The cons: Let me say up front that I am not the most coordinated person on the block -- I usually need a couple times of watching an exercise video before I get the steps down and I've given up on anything that requires complicated footwork (like Tae Bo) because I'm just too klutzy. That said, I found the descriptions of some of the exercises very difficult to follow. There are pictures and text, but sometimes, even with reading and re-reading the text and studying the pictures, I still can't figure out what I am supposed to be doing. I have found that some of the descriptions aren't very well done -- for example, there's just a generic instruction at the beginning of the exercise part of the book to "repeat each exercise 10-20 times". Then the exercises are shown. But some exercises involve multiple steps (such as circling your leg one way then the other) -- I'm not sure whether you are supposed to go 10 times one way then 10 times the other or whether you are supposed to go one way then reverse and repeat that 10 times. Other places, the title of the exercise will be something like "Forward/Backward Circles" but the description only talks about going forward. There is nothing in the description, anywhere, about going backward. I assume from the header I'm supposed to do that, but it doesn't actually say. I suppose this isn't life-or-death important -- I've just been guessing and doing what I assume is the right thing. But I'm a bit anal-retentive when it comes to my workouts so I hate not knowing EXACTLY what I'm supposed to be doing.

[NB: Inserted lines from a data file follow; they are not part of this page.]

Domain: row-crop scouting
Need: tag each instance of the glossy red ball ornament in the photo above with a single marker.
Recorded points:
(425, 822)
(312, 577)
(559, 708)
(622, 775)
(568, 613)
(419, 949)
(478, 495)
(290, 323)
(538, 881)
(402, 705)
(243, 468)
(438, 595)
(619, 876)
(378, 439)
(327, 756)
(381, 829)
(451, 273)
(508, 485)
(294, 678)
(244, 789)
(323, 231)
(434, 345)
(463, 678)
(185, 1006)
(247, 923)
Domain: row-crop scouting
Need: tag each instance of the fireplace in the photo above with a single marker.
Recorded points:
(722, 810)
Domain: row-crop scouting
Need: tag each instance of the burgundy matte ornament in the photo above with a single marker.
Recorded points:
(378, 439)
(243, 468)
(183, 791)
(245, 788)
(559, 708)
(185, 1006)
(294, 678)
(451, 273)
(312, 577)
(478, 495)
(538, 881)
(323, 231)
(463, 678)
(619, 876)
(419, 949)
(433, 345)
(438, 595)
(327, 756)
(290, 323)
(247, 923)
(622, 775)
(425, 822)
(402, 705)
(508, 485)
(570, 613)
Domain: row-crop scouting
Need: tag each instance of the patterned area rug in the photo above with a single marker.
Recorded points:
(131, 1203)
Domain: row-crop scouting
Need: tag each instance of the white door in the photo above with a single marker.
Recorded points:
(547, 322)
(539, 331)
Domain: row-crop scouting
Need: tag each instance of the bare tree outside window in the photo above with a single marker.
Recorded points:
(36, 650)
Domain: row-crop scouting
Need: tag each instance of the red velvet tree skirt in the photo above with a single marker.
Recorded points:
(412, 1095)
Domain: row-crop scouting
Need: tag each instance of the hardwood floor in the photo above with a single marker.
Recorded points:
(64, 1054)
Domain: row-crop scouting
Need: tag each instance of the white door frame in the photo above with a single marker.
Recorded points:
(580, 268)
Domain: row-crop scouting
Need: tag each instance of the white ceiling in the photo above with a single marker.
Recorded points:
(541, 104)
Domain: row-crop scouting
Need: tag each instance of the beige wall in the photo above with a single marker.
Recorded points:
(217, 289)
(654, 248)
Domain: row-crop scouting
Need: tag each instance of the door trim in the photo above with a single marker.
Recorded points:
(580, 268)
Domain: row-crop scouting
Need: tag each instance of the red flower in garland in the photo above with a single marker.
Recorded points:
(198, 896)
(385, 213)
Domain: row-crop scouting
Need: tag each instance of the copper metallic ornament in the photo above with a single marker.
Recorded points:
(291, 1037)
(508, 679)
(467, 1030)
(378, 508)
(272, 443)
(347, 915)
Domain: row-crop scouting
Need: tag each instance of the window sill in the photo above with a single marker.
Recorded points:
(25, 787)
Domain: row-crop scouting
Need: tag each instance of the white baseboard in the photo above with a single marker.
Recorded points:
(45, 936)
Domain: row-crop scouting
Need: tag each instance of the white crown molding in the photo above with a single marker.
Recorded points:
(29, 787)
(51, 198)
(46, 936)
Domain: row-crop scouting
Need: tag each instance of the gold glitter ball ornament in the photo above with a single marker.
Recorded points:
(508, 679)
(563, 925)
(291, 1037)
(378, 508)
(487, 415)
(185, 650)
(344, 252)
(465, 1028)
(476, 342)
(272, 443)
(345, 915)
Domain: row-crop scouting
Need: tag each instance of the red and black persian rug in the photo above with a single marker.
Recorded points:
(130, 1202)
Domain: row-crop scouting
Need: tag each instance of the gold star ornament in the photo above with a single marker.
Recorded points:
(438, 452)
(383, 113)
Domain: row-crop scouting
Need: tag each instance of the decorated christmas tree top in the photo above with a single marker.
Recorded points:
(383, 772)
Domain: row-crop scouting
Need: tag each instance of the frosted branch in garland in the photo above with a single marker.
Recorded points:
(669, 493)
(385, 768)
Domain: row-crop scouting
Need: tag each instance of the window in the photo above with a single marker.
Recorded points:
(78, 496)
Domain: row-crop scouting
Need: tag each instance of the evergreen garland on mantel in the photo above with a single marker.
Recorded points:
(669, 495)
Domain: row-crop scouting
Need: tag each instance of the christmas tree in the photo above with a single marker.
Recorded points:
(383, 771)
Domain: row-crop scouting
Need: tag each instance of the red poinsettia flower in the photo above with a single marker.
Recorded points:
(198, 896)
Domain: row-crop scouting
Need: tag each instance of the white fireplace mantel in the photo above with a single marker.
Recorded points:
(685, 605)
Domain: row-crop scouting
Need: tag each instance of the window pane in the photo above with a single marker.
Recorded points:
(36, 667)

And perhaps it's just because I'm still unsure about the exercises but it is taking me way longer than 20 minutes to do each workout -- I'm hoping I'll get faster as it becomes more second-nature. But still - the 4x4 workout is a series of several exercises -- first 21 exercises performed on hands and knees, then 5 performed on hands and feet facing up at the ceiling (like crab postion) then 6 more (plus a cooldown) done while sitting/lying on the ground. That's 32 separate exercises (more than half of which have to be done twice, once for each leg) at 10-20 reps each -- I just don't see any way that's going to fit into 20 minutes.
Jay Cardiello now has a series of exercise videos called jcore that I believe is based on this book. I am tempted to order them because 1) I could see a video demonstration of some of these confusing exercises and 2) since they are limited by video runtime, the workouts would actually stick to the 20 minute promise. Alas, the video set costs over $100, which is why I decided to start with this book. I just wish that the descriptions of the exercises were clearer and also that there was some sense of progression -- a "beginners should do 5 reps of this exercise, 10 reps of this one, skip this one while intermediate/advanced exercises should do X" sort of thing. I enjoyed reading the first part of the book so much and was so inspired to try the exercises and then I just found myself utterly flummoxed by the poorly written descriptions and lack of overall guidance when it came to the workout part. I think this could be a great exercise book if only the exercise part was easier to follow! I'm still going to keep up with the workouts as best I can because I can see that they are benefiting me -- I just wish I knew exactly what I was supposed to be doing. Perhaps I'll be asking Santa for the jcore videos for Christmas!